Yashima, Assistant Conductor of the Philadelphia Orchestra, will lead Nikolai Rimsky-Korsakov’s enduring musical setting of Scheherazade, the story of One Thousand and One Nights, as well as Vivian Fung’s A Child’s Dream of Toys and Alexander Glazunov’s Violin Concerto. The concerto features another Symphony debut—virtuoso violinist Maya Anjali Buchanan.
In addition to in-person tickets, access to the Symphony’s online livestream of the performance is available. For tickets and livestream access call (518) 694-3300 or visit albanysymphony.com.
In accordance with local guidelines and in coordination with our partner venues, the Albany Symphony has adopted health and safety protocols for the wellbeing of all patrons, musicians, and staff. Patrons will be required to present proof of full COVID-19 vaccination and matching ID upon arrival. A recent negative PCR COVID test will be accepted in lieu of vaccination only with proof of exemption—see proctors.org for details. All patrons will be required to wear masks while indoors, regardless of vaccination status.
As a leader in the creation, performance, and recording of new orchestral music, the Albany Symphony is reshaping the nation’s musical legacy through its adventurous programming, commissioning and recording of new work, and broad community engagement beyond the concert hall.
Recognized as one of the American’s most innovative and creative orchestras, the two-time Grammy Award-winning Albany Symphony is renowned for virtuosic performances featuring classic orchestral favorites, lesser-heard masterworks, and a diverse array of new music from leading and emerging voices of today.
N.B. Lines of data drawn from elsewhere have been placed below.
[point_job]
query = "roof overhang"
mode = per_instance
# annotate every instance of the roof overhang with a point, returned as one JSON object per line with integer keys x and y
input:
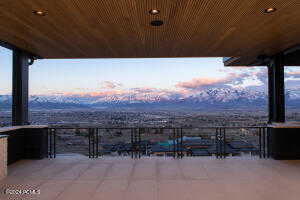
{"x": 121, "y": 28}
{"x": 291, "y": 58}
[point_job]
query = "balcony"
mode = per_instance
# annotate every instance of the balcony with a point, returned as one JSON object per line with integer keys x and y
{"x": 78, "y": 177}
{"x": 141, "y": 175}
The Symphony has received more ASCAP Awards than any other orchestra in America, as well as several Grammy nominations, including the orchestra’s most recent win in 2021.
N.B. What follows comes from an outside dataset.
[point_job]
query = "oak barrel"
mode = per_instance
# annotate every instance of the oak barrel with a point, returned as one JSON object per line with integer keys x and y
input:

Led by Music Director David Alan Miller, now in his 30th year, the Symphony presents a core classical series throughout the region, each featuring a world-premiere or recent composition; a multi-day American Music Festival that celebrates established and emerging living composers; performances by its cutting-edge new music chamber ensemble, the Dogs of Desire; and a family series and holiday concerts in collaboration with youth performing arts groups.
The Albany Symphony’s award-winning education programs serve all ages, from Tiny Tots concerts to library talks and pre-concert Classical Conversations. Symphony in Our Schools brings musicians into classrooms for interactive music education.
, and Literacy-through-Songwriting, its in-school composer residency program, empowers youth to tackle issues of diversity and self-expression through songwriting, storytelling, improvisation, and teamwork.
Founded in 1930 in New York’s Capital Region, the Albany Symphony serves a diverse regional audience covering more than seven counties and parts of three states. In addition to an eight-concert subscription season, an annual multi-day American Music Festival including performances by the orchestra’s genre-bending ensemble Dogs of Desire, and a host of education and community outreach events, the Albany Symphony regularly serves as an ambassador for new music and Upstate innovation beyond the Capital Region. The Symphony is the only organization to have made multiple appearances at Carnegie Hall’s invitational Spring for Music festival, and past special Symphony initiatives include 2017’s Water Music NY tour, which drew nearly 25,000 people to concert events in seven towns along the historic Erie Canal. In each of the canal towns, the Symphony commissioned emerging composers to collaborate with local arts organizations to create a new orchestral piece to express each town’s unique heritage.